Sometimes fan-fiction allows people to not have to go through character development and other difficult tasks, and simply play with an existing universe, which saves time and sometimes has marvellous results which can expand and increase the value of that universe. That's its highest achievement, and it's not very commonly seen.
Mostly though, fan-fiction is a way of avoiding real writing, with your own characters, and the risks and obstacles involved with that. It's a method of escape from copyright law, and from the shackles of fixed fictional worlds. With fan-fiction, you can make any two already-created characters, from any fictional universe you care to name, fall in love like you believe they were supposed to. Inevitably, this particular ability creates great works of ugliness when combined with teenage writers, the amateurs among them usually interested in about two things in the world - sex and romance, and neither of them are they particularly experienced enough to write about.

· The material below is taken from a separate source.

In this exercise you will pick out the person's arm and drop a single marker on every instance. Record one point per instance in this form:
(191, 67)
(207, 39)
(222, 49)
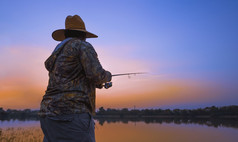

Most fan-fiction, I think it's fair to say, is not up to the standards of published writing. Like any publicly available information, it often lacks the refining influence of editors and the professional attention of critics. However, it gives freedoms that people didn't have before with written material. It allows for expression in old avenues, in new ways. Like with anything, between the best and worst you can see of it lies the average, and I think that more methods of expression are usually a good thing for personal liberty. Maybe writing a fan-fiction has saved a teenager's life, more than once. Or reading one. And that, I think, is laudable enough to pay the rest as interest.